It is easy to see that if two circles $C,D$ are tangent at a point $x$, then at least one of $f(C),f(D)$ must have $f(x)$ as a vertex; if $f(C)$ has $f(x)$ as a vertex, we say $C$ stabs $D$ at $x$. It is also easy to see that a circle may stab at most $m$ circles at distinct points.

Let $n\geq 3$. Now we construct a useful two index family $A_{n,k}$ of collections of colored circles:

Let $A_{n,1}$ be the collection consisting of the blue unit circle $U$ at $0$, a ring of $n$ identical red circles (each tangent to their two red neighbours) inscribed in $U$, and a smaller blue circle tangent to each of the red circles. Now, we recurse.

To create $A_{n,k}$ we replace each of the $n$ red circles $C_i$ in $A_{n,1}$ with smaller copies of $A_{n,k-1}$ each rotated appropriately by an angle $\theta_i$ so that this collection has has $n$ rotational symmetries, and for each of the $n^{k+1}$ red circles in this new collection, adding the two unique blue circles with center $0$ tangent to it (ignoring repeats); here we choose the angles $\theta_i$ so that $A_{n,k}$ does not contain three circles that are pairwise tangent at the same point (the fact that we can do this can be proven relatively easily via a cardinality argument).
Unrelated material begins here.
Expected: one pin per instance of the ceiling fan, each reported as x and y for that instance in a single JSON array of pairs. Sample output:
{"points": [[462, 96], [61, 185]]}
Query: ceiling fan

Depicted below are $A_{n,k}$ for a few small values of $n,k$:

We can imbue our collection of circles $A_{n,k}$ with a simple directed graph structure by defining a directed graph $G_{n,k}=(A_{n,k},E_{n,k})$ where $E_{n,k}$ is a set contianing every edge $CD$ such that $C$ stabs $D$ but $D$ does not stab $C$, and one edge out of every pair $CD,DC$ where $C$ and $D$ mutually stab eachother. Note that all information about the graph $G_{n,k}$ except for edge direction is encoded by tangency relations between the circles/vertices in $A_{n,k}$. Now, let $e_{n,k}$ and $v_{n,k}$ be the number of edges and vertices of $G_{n,k}$ respectively. For every vertex $C$ in $A_{n,k}$, we know that $C$ may stab at most $m$ other vertices in $A_{n,k}$ (since no three circles in $A_{n,k}$ are pairwise tangent at the same point), so $\text{out}(C)\leq m$ (this is the outdegree of $C$ in $G_{n,k}$). The degree sum formula then gives us that: $$e_{n,k} = \sum_{C\in A_{n,k}} \text{out}(C) \leq mv_{n,k}$$

Given how $A_{n,k}$ was constructed recursively, it is not too hard to see that $e,v$ satisfy the following recurrence inequalities: \begin{equation}\begin{split} v_{n,k+1} &\leq 2+nv_{n,k}+2n^k\\ e_{n,k+1} &\geq 3n+ne_{n,k}+2n^{k+1}\\ \end{split}\qquad\begin{split} v_{n,1}&=2+n\\ e_{n,1}&=3n\\ \end{split}\end{equation}

Applying induction on $k$, we may deduce the following asymptotic inequalities for $e,v$ with respect to $n$ (fixed $k$): \begin{equation}\begin{split} v_{n,k} &\leq n^k[1+o(1)]\\ e_{n,k} &\geq (2k+1)n^k[1+o(1)]\\ \end{split}\end{equation} Therefore, letting $2k+1>m$, for some large enough value of $n$, we will have that $e_{n,k}>mv_{n,k}$, which is a contradiction. Therefore our injective map $f$ cannot exist.